Additionally, Drupal 7 now sends correct cache headers for reverse proxies, and avoids creating anonymous user sessions until explicitly requested. These changes allow for much easier integration with reverse caching proxies and CDNs for cached pages, allowing these requests to avoid hitting PHP altogether. Even without a caching proxy, if you’re using memcache as a cache backend, you can speed up cached page delivery by using the ‘page_cache_without_database’ feature. See settings.php for the gory details.
Files and front end
Alongside swapping out SQL, Drupal 7 also allows you to swap out your local filesystem much easier, both for saving and serving files. Core file handling now uses PHP stream wrappers, meaning any file storage method supported by a stream wrapper can be used for file operations. Support already exists for Amazon S3 and the PHP hash wrapper in contributed modules. CDN support also got easier, with the CDN project providing drop-in support from contrib.
So is it faster?
During the Drupal 7 release cycle, we performed benchmarks and profiling between stock installs of Drupal 6 and Drupal 7. On very simple pages, such as viewing a node with a few comments, the answer is often a resounding no - raw Drupal 7 performance in terms of the CPU and memory required to generate a simple page is often worse than Drupal 6.
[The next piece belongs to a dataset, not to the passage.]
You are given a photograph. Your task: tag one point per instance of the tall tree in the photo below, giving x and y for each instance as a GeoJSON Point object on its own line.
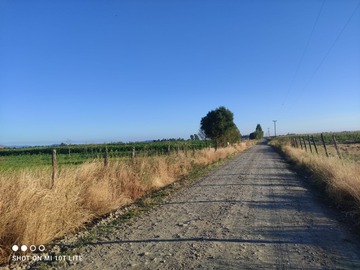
{"type": "Point", "coordinates": [219, 126]}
This is the main trade-off for additional features, abstraction and flexibility - the processing involved in rendering an article and some comments gets more complex and slower. There’s been no such degradation in the baseline performance of cached pages though. Additionally, by the time a site has several contrib modules and has been set up to serve pages to real people, it’s likely that in many cases it will perform better in Drupal 7. This means the real answer is “it depends”.
Looking forward to Drupal 8
While many subsystems were overhauled in Drupal 7, several were left broadly the same as Drupal 6, for example the bootstrap, module and theme systems. There is also plenty of work that wasn’t fully completed before the Drupal 7 code freeze, such as the Entity API and the conversion of core storage to Fields.
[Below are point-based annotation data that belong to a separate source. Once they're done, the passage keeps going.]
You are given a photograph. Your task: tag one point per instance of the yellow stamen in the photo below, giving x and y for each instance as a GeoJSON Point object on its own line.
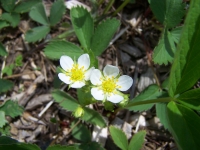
{"type": "Point", "coordinates": [77, 73]}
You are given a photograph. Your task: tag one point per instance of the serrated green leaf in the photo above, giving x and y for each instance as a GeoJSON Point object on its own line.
{"type": "Point", "coordinates": [5, 85]}
{"type": "Point", "coordinates": [8, 69]}
{"type": "Point", "coordinates": [38, 14]}
{"type": "Point", "coordinates": [103, 35]}
{"type": "Point", "coordinates": [56, 49]}
{"type": "Point", "coordinates": [151, 92]}
{"type": "Point", "coordinates": [168, 12]}
{"type": "Point", "coordinates": [37, 33]}
{"type": "Point", "coordinates": [4, 140]}
{"type": "Point", "coordinates": [190, 99]}
{"type": "Point", "coordinates": [185, 125]}
{"type": "Point", "coordinates": [164, 51]}
{"type": "Point", "coordinates": [8, 5]}
{"type": "Point", "coordinates": [12, 18]}
{"type": "Point", "coordinates": [20, 146]}
{"type": "Point", "coordinates": [83, 25]}
{"type": "Point", "coordinates": [5, 131]}
{"type": "Point", "coordinates": [174, 13]}
{"type": "Point", "coordinates": [2, 118]}
{"type": "Point", "coordinates": [3, 24]}
{"type": "Point", "coordinates": [186, 69]}
{"type": "Point", "coordinates": [61, 147]}
{"type": "Point", "coordinates": [119, 137]}
{"type": "Point", "coordinates": [161, 112]}
{"type": "Point", "coordinates": [11, 109]}
{"type": "Point", "coordinates": [65, 100]}
{"type": "Point", "coordinates": [81, 133]}
{"type": "Point", "coordinates": [176, 33]}
{"type": "Point", "coordinates": [137, 141]}
{"type": "Point", "coordinates": [3, 51]}
{"type": "Point", "coordinates": [93, 117]}
{"type": "Point", "coordinates": [25, 5]}
{"type": "Point", "coordinates": [91, 146]}
{"type": "Point", "coordinates": [57, 10]}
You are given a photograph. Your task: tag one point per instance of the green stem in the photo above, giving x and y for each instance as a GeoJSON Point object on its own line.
{"type": "Point", "coordinates": [121, 7]}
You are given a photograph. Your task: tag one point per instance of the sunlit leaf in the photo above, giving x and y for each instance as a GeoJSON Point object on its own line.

As with all major releases, Drupal 8 offers the opportunity to build on the work done in Drupal 7 and while it is hard to predict what will happen during a core release cycle, two targets have already been identified.
Memory usage from global site caches for modules, themes, schema and fields still grow linearly the more modules, database tables or fields you add. The amount of code loaded when running lots of modules on hosting without a PHP opcode cache also increases memory and CPU usage. While some great fixes made it into Drupal 7 for these issues, many remain largely the same despite some valiant attempts to fix them.
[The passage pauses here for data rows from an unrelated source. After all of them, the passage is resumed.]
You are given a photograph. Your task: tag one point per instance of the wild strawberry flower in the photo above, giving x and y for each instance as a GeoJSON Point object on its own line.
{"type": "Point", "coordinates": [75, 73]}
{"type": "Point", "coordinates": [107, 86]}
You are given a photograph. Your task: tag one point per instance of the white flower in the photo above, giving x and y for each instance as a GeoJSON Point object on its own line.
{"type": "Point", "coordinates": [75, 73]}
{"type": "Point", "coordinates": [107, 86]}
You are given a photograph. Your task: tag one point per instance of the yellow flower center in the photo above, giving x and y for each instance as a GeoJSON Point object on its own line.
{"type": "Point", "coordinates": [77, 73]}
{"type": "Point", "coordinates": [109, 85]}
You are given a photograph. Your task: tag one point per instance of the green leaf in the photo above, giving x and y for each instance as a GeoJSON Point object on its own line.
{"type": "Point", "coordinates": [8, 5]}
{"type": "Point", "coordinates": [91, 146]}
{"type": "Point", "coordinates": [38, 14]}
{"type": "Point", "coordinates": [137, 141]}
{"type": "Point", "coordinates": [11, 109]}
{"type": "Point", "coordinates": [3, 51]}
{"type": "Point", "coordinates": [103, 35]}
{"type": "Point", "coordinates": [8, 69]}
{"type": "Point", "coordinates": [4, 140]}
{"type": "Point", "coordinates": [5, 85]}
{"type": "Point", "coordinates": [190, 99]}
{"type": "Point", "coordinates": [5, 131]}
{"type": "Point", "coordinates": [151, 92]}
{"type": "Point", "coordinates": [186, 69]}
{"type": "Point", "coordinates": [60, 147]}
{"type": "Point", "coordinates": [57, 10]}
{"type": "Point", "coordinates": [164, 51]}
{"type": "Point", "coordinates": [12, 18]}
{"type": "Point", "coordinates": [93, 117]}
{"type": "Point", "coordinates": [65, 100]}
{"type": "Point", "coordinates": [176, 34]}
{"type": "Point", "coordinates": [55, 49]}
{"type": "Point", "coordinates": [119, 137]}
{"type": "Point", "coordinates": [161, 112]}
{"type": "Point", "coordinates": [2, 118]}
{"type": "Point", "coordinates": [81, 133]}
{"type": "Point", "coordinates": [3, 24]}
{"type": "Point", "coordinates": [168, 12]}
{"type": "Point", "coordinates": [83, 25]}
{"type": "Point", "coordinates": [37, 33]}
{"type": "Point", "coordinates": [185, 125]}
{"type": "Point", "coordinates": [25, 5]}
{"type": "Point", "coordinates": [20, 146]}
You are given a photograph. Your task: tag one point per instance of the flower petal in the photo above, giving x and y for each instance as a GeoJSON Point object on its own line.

More unfinished business is the request routing system. Drupal 7 began the process of supporting different rendering pipelines, but there is still code such as RSS feeds and image generation that executes a page callback, then prints and exits the request half way through to avoid the actual page rendering process kicking in. Drupal is increasingly used to serve requests that don’t want a fully rendered HTML page, but our core mechanisms for serving these haven’t caught up yet.
Drupal 8 offers several opportunities to improve this. Both to understand our memory footprint better via the use of tools such as XHProf - which was open sourced only a few months before the Drupal 7 code freeze - and to re-factor the bootstrap system to allow Drupal to serve requests such as image generation or ESI callbacks without invoking the overhead of a full page request. Work hasn’t officially begun at time of writing, but there are plenty of plans around in the Drupal 8 issue queue, or groups.drupal.org/butler for those who are interested.